Namun demikian, kata Tommy, kejujuran tersebut tidak boleh menjadi alasan bagi siapa pun untuk melakukan perundungan (bullying), intimidasi, maupun kekerasan, baik secara verbal, psikologis, digital, maupun fisik.
“Ketika terjadi kekeliruan, yang harus dikedepankan adalah pembinaan, edukasi, dan evaluasi, bukan penghakiman yang berpotensi merusak masa depan mereka,” kata Tommy dalam keterangannya, Kamis 25 Juni 2026.
PB IKA BEM Nusantara juga menegaskan bahwa setiap dugaan terkait penerimaan uang harus ditempatkan secara hati-hati dan tidak boleh langsung disimpulkan sebagai bentuk suap, sogokan, atau upaya mempengaruhi sikap politik mahasiswa tanpa adanya proses klarifikasi dan pembuktian yang objektif.

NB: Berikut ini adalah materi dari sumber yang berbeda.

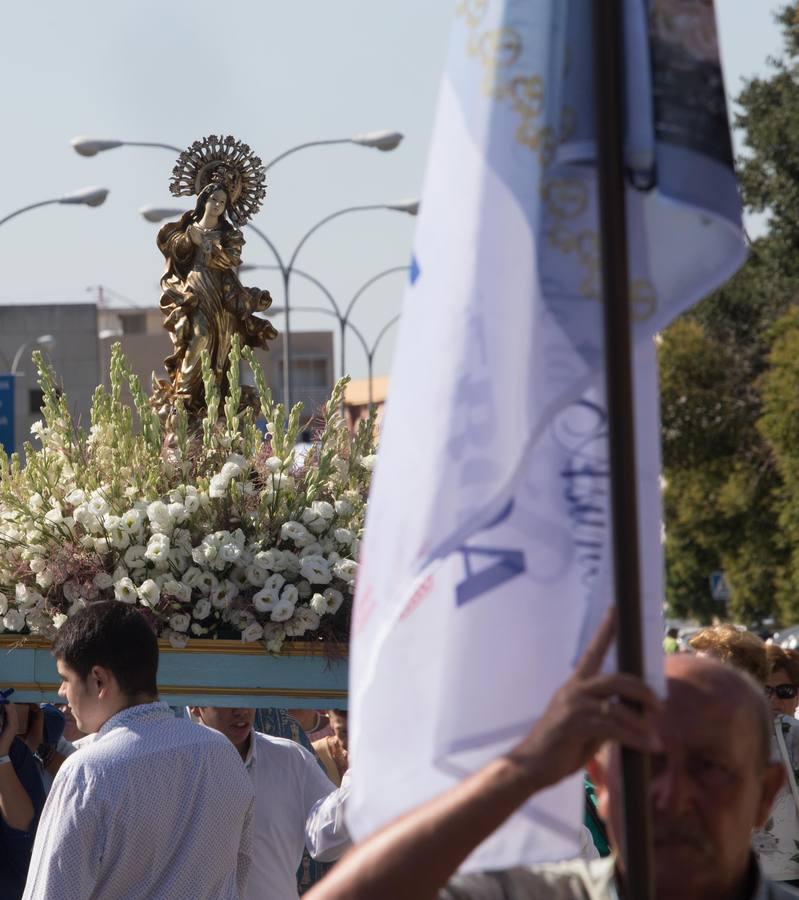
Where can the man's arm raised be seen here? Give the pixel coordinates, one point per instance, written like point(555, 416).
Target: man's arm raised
point(416, 855)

Menurut Tommy, dalam berbagai aktivitas kemahasiswaan, tidak jarang terdapat bantuan operasional, dukungan kegiatan, transportasi, konsumsi, maupun bentuk perhatian lainnya dari berbagai pihak, termasuk alumni, senior, mitra kegiatan, atau pemangku kepentingan.
"Jadi setiap informasi yang beredar perlu dikaji secara utuh agar tidak menimbulkan kesimpulan yang menyesatkan," kata Tommy.
Lebih lanjut, PB IKA BEM Nusantara mengingatkan agar gerakan kritis mahasiswa tidak direduksi atau disederhanakan hanya melalui narasi bahwa suara mahasiswa dapat "dibeli" atau "digembosi" oleh sejumlah uang tertentu.
Sejarah bangsa Indonesia menunjukkan bahwa gerakan mahasiswa lahir dari idealisme, intelektualitas, dan keberpihakan terhadap kepentingan rakyat.
“Kritik mahasiswa terhadap pemerintah maupun dukungan mahasiswa terhadap kebijakan tertentu harus dinilai dari substansi gagasannya, bukan semata-mata berdasarkan asumsi atau prasangka yang belum tentu terbukti," kata Tommy.
"Demokrasi membutuhkan ruang dialog yang sehat, bukan stigma yang mematikan daya kritis generasi muda,” sambungnya.